3rd Sunday of Advent, December 17th, 2017

I have a classmate from Buffalo, NY who worked on the Vatican’s Congregation for Education for a period of time.  Living in Rome, he would, on occasion, head up the Gianicolo to concelebrate Mass at the seminary where we lived as students during theological studies; the North American College and affectionately known to alumni as “NAC”.

“They’re joyless!” Bob said to me when we were on vacation together some years ago.  “They’re absolutely joyless!”  He was commenting on the liturgical life he found there and during his time at the Vatican; so different from our experience when living there as seminarians.  Joyless because they had, to his eyes, become obsessively focused upon rubrics:  how to fold one’s hands and how to bow, for example; with the palpable fear of making any mistakes.  The music during the Mass orientated towards Latin and chant, with little, if any, contemporary liturgical music used in most parishes in the U.S. today.  The ambience seemed rarefied; joyless.

In his exhortation, “The Joy of the Gospel” Pope Francis writes:  “There are Christians whose lives seem like Lent without Easter.”  He goes on to warn that we “must never look like someone who has just come back from a funeral!”  (Pp. 3; 5)

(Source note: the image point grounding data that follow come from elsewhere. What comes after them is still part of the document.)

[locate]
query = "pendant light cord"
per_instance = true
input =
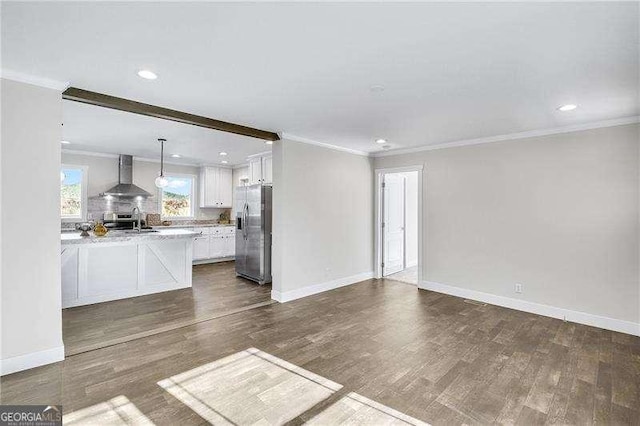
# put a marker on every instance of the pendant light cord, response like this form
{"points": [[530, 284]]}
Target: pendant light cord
{"points": [[162, 141]]}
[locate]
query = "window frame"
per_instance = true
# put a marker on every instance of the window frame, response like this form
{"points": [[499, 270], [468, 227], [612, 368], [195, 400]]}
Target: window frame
{"points": [[84, 199], [192, 196]]}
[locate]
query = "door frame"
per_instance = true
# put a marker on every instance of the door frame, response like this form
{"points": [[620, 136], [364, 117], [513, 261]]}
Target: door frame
{"points": [[379, 174]]}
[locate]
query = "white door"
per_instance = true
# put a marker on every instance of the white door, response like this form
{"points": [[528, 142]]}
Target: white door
{"points": [[393, 224]]}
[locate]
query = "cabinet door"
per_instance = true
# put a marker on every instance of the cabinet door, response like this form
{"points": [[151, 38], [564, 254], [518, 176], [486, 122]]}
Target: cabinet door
{"points": [[216, 246], [208, 184], [230, 245], [267, 170], [255, 171], [201, 248], [225, 188]]}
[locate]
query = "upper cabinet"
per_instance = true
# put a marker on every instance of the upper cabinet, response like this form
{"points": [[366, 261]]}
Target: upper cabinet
{"points": [[260, 170], [216, 187]]}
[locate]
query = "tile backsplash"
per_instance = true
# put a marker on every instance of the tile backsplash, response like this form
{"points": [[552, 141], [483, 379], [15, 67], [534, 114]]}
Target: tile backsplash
{"points": [[97, 206]]}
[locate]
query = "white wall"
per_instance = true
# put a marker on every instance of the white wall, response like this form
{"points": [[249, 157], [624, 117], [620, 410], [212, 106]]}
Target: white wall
{"points": [[558, 214], [103, 174], [323, 219], [31, 299], [411, 218]]}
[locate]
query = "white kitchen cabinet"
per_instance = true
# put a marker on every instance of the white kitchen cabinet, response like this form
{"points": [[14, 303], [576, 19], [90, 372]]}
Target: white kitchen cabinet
{"points": [[255, 171], [218, 242], [260, 170], [267, 172], [201, 247], [230, 245], [216, 187], [216, 246]]}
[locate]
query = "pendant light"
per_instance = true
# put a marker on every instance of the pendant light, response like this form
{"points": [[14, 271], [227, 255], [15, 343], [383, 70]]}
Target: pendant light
{"points": [[161, 181]]}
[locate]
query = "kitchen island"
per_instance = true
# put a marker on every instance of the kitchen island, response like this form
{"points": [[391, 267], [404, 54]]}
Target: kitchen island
{"points": [[124, 264]]}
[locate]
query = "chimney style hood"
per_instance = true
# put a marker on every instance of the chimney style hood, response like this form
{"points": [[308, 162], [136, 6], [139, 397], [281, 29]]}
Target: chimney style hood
{"points": [[125, 187]]}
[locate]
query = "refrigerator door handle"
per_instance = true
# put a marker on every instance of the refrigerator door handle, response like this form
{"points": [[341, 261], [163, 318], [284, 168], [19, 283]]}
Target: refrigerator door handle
{"points": [[245, 213]]}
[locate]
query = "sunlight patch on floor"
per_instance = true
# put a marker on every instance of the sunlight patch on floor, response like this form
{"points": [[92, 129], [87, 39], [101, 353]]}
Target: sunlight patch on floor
{"points": [[354, 409], [116, 411], [249, 387]]}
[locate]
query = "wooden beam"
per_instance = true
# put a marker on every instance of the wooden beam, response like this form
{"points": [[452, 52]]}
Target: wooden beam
{"points": [[107, 101]]}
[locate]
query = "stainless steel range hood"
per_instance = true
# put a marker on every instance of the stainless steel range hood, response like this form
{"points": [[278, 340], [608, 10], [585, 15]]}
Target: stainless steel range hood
{"points": [[125, 187]]}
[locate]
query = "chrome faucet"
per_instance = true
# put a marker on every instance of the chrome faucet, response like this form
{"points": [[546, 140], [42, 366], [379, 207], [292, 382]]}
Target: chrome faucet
{"points": [[139, 226]]}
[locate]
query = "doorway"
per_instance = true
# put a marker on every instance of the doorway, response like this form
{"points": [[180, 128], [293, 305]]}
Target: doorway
{"points": [[399, 230]]}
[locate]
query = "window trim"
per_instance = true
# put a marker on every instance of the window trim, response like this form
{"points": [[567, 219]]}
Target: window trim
{"points": [[84, 199], [194, 201]]}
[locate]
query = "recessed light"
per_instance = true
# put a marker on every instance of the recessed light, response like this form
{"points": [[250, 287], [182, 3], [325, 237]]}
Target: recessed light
{"points": [[149, 75], [568, 107]]}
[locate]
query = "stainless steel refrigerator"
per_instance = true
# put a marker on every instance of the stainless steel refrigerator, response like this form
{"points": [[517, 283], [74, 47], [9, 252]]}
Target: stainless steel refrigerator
{"points": [[252, 208]]}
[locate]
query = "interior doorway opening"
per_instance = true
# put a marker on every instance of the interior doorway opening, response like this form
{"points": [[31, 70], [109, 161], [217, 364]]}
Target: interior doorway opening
{"points": [[399, 233]]}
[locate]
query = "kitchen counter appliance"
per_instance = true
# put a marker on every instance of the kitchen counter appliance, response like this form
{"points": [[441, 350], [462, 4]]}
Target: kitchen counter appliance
{"points": [[253, 232], [122, 221]]}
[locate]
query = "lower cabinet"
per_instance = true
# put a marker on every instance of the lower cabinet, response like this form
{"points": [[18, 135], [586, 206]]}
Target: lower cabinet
{"points": [[201, 248], [215, 243]]}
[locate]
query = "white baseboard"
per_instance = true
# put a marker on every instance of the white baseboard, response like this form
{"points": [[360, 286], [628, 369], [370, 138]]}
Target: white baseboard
{"points": [[288, 296], [607, 323], [31, 360]]}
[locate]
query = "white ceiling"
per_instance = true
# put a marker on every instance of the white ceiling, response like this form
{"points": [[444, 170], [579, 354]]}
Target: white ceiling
{"points": [[102, 130], [451, 71]]}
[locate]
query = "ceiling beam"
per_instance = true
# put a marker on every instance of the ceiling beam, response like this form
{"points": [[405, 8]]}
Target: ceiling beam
{"points": [[107, 101]]}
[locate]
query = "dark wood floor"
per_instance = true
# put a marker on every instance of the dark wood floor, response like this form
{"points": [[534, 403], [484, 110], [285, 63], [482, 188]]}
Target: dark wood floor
{"points": [[216, 292], [431, 356]]}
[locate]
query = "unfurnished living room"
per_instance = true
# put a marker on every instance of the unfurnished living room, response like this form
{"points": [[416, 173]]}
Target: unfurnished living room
{"points": [[364, 213]]}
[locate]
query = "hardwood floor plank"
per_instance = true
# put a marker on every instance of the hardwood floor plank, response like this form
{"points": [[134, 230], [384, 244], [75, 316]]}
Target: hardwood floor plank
{"points": [[430, 356]]}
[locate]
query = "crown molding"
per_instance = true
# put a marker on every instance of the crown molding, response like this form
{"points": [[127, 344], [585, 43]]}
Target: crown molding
{"points": [[295, 138], [513, 136], [33, 80], [260, 154]]}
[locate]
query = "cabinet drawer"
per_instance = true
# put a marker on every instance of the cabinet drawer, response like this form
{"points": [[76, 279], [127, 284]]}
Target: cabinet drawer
{"points": [[217, 230]]}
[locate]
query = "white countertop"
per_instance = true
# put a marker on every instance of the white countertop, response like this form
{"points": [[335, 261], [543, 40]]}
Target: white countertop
{"points": [[122, 236], [193, 225]]}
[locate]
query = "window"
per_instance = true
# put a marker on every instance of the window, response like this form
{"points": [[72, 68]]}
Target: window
{"points": [[177, 199], [73, 193]]}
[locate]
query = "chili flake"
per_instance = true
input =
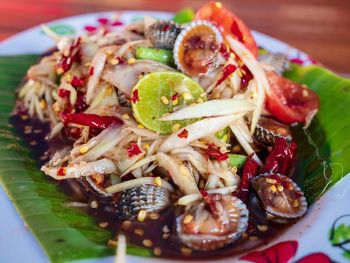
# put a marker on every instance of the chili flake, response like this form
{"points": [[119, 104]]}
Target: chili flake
{"points": [[133, 150], [183, 134]]}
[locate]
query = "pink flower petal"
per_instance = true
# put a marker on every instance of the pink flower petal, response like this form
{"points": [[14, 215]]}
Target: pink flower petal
{"points": [[117, 23], [103, 21], [297, 61], [90, 28]]}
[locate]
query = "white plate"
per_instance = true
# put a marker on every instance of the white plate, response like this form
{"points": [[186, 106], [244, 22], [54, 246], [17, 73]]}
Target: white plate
{"points": [[17, 244]]}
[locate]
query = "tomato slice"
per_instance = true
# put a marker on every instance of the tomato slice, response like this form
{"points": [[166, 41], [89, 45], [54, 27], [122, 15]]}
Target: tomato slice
{"points": [[228, 23], [288, 101]]}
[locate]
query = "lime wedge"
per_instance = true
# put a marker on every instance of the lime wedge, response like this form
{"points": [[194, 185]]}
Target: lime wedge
{"points": [[159, 93]]}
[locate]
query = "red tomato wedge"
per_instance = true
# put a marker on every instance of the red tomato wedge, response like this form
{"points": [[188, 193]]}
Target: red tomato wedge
{"points": [[290, 102], [228, 23]]}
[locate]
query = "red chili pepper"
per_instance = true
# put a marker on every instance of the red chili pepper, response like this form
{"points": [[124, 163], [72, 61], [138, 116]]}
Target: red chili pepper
{"points": [[133, 150], [63, 93], [61, 171], [250, 170], [77, 82], [91, 120], [282, 158], [226, 72], [183, 134], [135, 96], [213, 152]]}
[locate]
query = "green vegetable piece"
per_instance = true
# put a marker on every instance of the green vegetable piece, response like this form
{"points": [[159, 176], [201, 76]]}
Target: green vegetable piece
{"points": [[156, 54], [223, 135], [184, 16], [159, 93], [237, 160]]}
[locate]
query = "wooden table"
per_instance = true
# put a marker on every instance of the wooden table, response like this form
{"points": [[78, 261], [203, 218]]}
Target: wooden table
{"points": [[319, 27]]}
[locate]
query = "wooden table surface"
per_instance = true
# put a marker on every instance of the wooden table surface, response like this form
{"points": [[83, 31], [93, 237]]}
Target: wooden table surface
{"points": [[319, 27]]}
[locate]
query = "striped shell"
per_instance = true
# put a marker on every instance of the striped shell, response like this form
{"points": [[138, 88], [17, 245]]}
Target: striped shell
{"points": [[163, 34], [236, 214], [268, 129], [281, 198], [146, 197], [196, 50]]}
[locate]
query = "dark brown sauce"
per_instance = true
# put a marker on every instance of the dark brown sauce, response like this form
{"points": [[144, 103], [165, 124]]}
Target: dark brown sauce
{"points": [[260, 231]]}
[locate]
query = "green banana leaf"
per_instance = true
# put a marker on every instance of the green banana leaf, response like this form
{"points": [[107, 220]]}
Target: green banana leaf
{"points": [[66, 234]]}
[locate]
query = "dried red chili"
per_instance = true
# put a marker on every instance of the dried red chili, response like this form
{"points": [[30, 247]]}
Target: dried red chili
{"points": [[133, 150], [183, 134], [91, 120], [213, 152], [282, 158], [63, 93]]}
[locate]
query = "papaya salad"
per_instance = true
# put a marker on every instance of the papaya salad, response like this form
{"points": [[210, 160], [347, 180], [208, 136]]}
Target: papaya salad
{"points": [[179, 130]]}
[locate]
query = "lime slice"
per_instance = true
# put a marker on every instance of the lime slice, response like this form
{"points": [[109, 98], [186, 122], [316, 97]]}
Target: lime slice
{"points": [[159, 93]]}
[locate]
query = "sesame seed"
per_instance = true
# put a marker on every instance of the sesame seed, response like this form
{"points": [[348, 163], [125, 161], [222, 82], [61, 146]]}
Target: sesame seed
{"points": [[147, 242], [166, 229], [280, 188], [126, 224], [270, 181], [24, 117], [158, 181], [157, 251], [154, 216], [141, 216], [84, 149], [175, 101], [112, 243], [146, 146], [187, 96], [139, 232], [175, 127], [126, 116], [103, 224], [262, 228], [164, 100], [94, 204], [188, 219], [186, 251], [165, 235], [131, 61]]}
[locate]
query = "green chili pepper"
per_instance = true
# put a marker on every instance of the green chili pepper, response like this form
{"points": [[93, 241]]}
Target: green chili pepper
{"points": [[156, 54]]}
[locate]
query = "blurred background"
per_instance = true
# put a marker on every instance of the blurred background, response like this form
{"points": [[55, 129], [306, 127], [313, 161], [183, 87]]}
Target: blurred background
{"points": [[321, 28]]}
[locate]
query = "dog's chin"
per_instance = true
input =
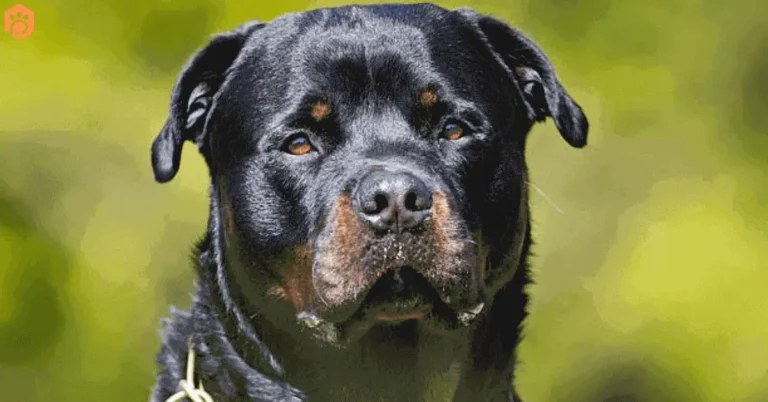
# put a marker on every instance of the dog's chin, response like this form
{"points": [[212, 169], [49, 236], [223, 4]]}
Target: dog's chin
{"points": [[400, 294]]}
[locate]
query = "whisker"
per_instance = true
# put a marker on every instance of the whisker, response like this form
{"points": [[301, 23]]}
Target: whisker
{"points": [[547, 199]]}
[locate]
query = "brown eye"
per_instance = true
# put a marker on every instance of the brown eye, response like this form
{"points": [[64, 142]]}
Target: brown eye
{"points": [[298, 145], [453, 131]]}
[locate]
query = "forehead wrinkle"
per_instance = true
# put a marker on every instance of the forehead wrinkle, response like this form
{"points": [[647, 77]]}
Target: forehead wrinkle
{"points": [[372, 122]]}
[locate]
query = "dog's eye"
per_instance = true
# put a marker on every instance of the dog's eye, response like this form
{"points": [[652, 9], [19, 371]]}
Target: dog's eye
{"points": [[453, 131], [298, 145]]}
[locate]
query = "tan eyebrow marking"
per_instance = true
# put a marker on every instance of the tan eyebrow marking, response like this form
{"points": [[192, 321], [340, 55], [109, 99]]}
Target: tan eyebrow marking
{"points": [[320, 110], [428, 98]]}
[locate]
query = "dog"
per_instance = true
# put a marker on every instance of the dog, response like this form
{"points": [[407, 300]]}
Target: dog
{"points": [[369, 223]]}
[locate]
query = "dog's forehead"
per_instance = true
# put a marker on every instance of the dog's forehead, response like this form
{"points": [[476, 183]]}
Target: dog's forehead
{"points": [[324, 49]]}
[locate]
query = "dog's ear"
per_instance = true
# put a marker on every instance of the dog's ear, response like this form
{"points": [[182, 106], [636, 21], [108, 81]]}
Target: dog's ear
{"points": [[535, 76], [192, 98]]}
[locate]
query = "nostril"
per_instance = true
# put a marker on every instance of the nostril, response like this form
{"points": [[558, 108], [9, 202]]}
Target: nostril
{"points": [[410, 201]]}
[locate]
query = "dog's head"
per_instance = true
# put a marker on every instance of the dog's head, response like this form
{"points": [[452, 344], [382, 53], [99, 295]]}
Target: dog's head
{"points": [[367, 162]]}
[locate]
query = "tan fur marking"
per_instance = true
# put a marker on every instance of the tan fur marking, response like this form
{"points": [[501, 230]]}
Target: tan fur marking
{"points": [[320, 110], [428, 98]]}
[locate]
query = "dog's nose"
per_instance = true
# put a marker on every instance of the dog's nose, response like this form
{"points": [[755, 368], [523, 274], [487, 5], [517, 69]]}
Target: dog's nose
{"points": [[393, 201]]}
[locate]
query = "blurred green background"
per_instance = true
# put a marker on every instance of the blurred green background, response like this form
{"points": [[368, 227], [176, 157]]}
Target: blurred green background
{"points": [[652, 242]]}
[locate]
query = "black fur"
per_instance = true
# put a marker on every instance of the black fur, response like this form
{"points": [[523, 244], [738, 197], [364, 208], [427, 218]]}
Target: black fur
{"points": [[278, 219]]}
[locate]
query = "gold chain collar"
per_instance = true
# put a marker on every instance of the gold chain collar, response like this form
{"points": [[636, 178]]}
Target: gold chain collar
{"points": [[187, 385]]}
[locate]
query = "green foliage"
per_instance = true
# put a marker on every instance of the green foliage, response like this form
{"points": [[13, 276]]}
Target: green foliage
{"points": [[650, 271]]}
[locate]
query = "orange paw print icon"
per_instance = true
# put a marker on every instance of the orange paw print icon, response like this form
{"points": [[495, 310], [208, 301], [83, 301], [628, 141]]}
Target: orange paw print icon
{"points": [[19, 21]]}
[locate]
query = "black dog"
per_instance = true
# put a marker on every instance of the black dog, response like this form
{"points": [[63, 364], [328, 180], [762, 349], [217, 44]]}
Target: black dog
{"points": [[368, 228]]}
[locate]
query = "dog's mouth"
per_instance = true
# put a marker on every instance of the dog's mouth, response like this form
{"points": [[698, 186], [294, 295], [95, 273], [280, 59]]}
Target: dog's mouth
{"points": [[400, 294]]}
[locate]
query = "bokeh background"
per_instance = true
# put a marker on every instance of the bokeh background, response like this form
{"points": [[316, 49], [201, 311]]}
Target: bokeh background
{"points": [[651, 265]]}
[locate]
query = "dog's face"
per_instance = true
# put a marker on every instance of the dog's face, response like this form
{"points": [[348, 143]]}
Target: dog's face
{"points": [[367, 162]]}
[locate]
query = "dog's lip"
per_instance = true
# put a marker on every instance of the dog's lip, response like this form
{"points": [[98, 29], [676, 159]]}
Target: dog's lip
{"points": [[380, 305]]}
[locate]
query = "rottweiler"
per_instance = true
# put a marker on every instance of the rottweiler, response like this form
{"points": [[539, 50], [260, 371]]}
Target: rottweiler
{"points": [[369, 225]]}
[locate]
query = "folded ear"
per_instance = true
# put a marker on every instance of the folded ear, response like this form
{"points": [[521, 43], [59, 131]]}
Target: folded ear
{"points": [[192, 98], [535, 76]]}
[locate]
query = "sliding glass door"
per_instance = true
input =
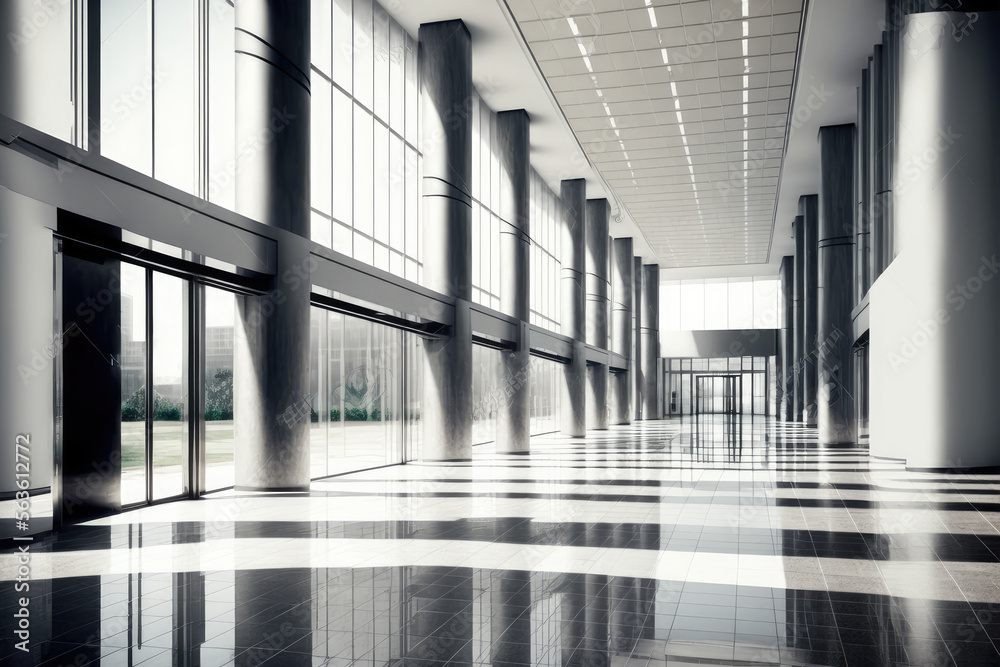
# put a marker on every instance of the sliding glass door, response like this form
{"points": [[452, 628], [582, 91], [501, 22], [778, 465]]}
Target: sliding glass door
{"points": [[155, 325]]}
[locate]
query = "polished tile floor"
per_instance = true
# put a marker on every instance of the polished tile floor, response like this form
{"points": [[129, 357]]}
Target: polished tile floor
{"points": [[716, 541]]}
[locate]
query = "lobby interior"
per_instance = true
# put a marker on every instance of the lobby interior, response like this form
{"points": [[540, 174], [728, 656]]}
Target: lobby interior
{"points": [[504, 332]]}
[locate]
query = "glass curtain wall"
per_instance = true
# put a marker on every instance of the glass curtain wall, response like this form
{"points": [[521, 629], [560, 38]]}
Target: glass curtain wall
{"points": [[486, 259], [546, 212], [489, 393], [358, 371], [365, 161], [724, 303], [150, 89]]}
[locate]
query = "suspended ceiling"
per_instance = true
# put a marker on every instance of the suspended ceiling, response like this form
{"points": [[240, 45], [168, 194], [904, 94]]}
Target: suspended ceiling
{"points": [[682, 107]]}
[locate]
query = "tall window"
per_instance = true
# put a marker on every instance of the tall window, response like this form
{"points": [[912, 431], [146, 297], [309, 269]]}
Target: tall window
{"points": [[546, 210], [150, 89], [365, 160], [719, 303]]}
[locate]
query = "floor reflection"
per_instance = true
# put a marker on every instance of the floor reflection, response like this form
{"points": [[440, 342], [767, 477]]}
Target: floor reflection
{"points": [[730, 542]]}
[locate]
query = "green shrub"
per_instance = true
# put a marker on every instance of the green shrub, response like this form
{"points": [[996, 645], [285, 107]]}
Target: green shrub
{"points": [[355, 415], [134, 409], [219, 395]]}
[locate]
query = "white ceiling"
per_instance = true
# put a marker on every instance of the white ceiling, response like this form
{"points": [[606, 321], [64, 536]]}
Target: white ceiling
{"points": [[839, 37], [682, 106], [527, 56], [507, 77]]}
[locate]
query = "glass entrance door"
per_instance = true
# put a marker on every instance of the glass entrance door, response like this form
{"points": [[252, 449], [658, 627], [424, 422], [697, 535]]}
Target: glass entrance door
{"points": [[155, 441], [718, 394]]}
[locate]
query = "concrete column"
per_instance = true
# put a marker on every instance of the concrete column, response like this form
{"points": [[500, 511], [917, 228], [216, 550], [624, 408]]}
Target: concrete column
{"points": [[786, 377], [651, 405], [637, 338], [834, 398], [446, 94], [621, 325], [934, 358], [514, 418], [574, 305], [598, 222], [809, 212], [28, 350], [271, 352], [862, 239], [798, 331]]}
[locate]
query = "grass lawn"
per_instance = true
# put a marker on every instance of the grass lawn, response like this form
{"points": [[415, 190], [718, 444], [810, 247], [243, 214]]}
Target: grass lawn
{"points": [[169, 440]]}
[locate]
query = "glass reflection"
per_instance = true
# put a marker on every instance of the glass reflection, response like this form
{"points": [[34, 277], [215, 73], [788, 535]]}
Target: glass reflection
{"points": [[356, 385]]}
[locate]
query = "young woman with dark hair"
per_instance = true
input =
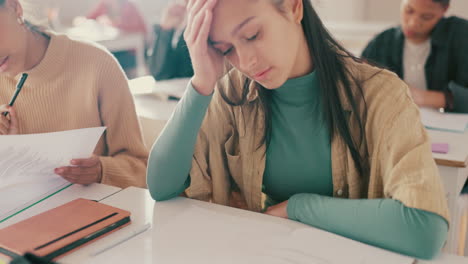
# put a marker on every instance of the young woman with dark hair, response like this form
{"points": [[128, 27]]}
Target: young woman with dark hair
{"points": [[326, 139]]}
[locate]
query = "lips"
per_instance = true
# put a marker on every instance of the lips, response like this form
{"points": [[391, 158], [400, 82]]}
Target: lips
{"points": [[262, 75], [3, 63]]}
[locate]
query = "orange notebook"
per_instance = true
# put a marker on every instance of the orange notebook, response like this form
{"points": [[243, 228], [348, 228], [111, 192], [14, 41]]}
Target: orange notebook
{"points": [[62, 230]]}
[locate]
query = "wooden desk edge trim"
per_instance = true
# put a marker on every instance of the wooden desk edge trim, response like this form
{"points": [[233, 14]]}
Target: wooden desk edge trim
{"points": [[451, 163]]}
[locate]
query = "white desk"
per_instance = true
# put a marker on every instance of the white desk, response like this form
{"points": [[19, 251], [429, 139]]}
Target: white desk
{"points": [[113, 39], [170, 238], [453, 168]]}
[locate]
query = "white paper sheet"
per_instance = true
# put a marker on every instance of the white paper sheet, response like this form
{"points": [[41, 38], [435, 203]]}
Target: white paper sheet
{"points": [[27, 164], [223, 241], [433, 119]]}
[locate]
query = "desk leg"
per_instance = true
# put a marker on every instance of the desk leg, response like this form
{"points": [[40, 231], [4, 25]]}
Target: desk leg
{"points": [[453, 180]]}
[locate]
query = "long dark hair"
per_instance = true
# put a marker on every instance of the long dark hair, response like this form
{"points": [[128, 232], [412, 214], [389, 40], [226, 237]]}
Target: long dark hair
{"points": [[334, 77]]}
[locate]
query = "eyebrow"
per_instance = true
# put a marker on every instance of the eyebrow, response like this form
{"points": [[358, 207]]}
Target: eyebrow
{"points": [[236, 29]]}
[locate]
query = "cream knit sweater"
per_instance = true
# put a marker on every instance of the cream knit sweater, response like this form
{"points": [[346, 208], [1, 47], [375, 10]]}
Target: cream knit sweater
{"points": [[80, 85]]}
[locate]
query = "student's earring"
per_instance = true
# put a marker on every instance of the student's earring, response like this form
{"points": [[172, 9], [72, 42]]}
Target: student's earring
{"points": [[20, 20]]}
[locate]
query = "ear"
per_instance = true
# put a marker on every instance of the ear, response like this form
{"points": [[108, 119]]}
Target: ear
{"points": [[446, 7], [296, 9], [16, 7]]}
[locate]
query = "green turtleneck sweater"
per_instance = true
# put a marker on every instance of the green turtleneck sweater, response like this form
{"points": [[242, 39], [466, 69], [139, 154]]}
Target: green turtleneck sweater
{"points": [[298, 170]]}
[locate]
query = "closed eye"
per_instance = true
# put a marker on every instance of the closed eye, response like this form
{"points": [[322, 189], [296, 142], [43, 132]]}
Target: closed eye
{"points": [[225, 53], [253, 37]]}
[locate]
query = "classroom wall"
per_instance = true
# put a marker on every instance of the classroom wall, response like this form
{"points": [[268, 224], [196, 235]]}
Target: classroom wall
{"points": [[353, 22], [378, 11]]}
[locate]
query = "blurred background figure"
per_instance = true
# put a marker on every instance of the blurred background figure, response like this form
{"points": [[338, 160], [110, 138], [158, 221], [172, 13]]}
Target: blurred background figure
{"points": [[169, 57], [122, 14], [429, 52], [125, 16]]}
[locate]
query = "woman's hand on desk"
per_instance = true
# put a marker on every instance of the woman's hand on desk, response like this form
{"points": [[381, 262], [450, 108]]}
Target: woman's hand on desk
{"points": [[82, 171], [432, 99], [8, 124], [279, 210]]}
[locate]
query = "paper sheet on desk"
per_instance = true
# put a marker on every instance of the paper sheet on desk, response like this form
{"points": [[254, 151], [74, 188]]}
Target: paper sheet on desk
{"points": [[433, 119], [28, 161], [205, 236]]}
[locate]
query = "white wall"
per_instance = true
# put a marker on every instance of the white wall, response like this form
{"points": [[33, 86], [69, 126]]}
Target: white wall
{"points": [[329, 10], [373, 10], [389, 10]]}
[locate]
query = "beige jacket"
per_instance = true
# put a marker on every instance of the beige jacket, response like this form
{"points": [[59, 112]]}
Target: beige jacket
{"points": [[229, 154]]}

This 3rd Sunday in Advent is known as “Gaudete” Sunday; Latin for “Rejoice”.   In the prophet Isaiah for Gaudete Sunday we hear the words:  “I rejoice heartily in the Lord, in my God is the joy of my soul.”  (Isaiah 61:10)

What is this joy and why does it seem elusive?  The joy God promises is quite different from the Bacchanalian joy embodied in Dicken’s Ghost of Christmas Present and when he appears to Scrooge.  I attended the production this year and noticed, for the first time, how the Ghost’s hair turns gray as his time with Scrooge runs out.  Such joy wears thin and grows old.  It cannot last, though we vainly try to make it so.

What, then, is this gospel joy?  How does it look?  Let me offer two faces of such joy from my own life that came quite unexpected; taking me by surprise.

A few weeks ago, the Pre-K class was at recess on the upper playground.  As I watched, this little guy squatted before a rain puddle and, all alone, began playing on its surface; like a set of bongos!  I found myself grinning at his delight.  It opened me to the time when I was that small and simple in my approach to life.

Another morning, I was standing at my kitchen window, looking at nothing, really; out at my small garden deck and at the summer flowers gone to seed.  Suddenly, two birds, Oregon Juncos, flew in and began feeding on some unseen feast beneath those lifeless stems.  As I watched, I found myself smiling.  It lightened a rather serious morning.  And I thought of Jesus’ words from the gospel of Matthew; about birds and how “They do not sow or reap or gather into barns; yet your heavenly Father feeds them.”  Will I ever learn?

Sometimes, we make life heavy; a resented burden and joyless.  We need to lighten up.  Yes, life involves suffering.  We’ve all known our share of tears.  The world today seems lost:  from devastating fires and sexual harassment ad nauseum to nocturnal tweets.  Nevertheless, the makings for joy are there.  When you take time to live Advent by watching, by waiting, and making yourselves small, then the gift that is there is received.  You’re ripe for joy in ways that will surprise and bring you to the One “who is opening to you so deeply” (Simeon the new Theologian); upon the surface of your life and within your own backyard.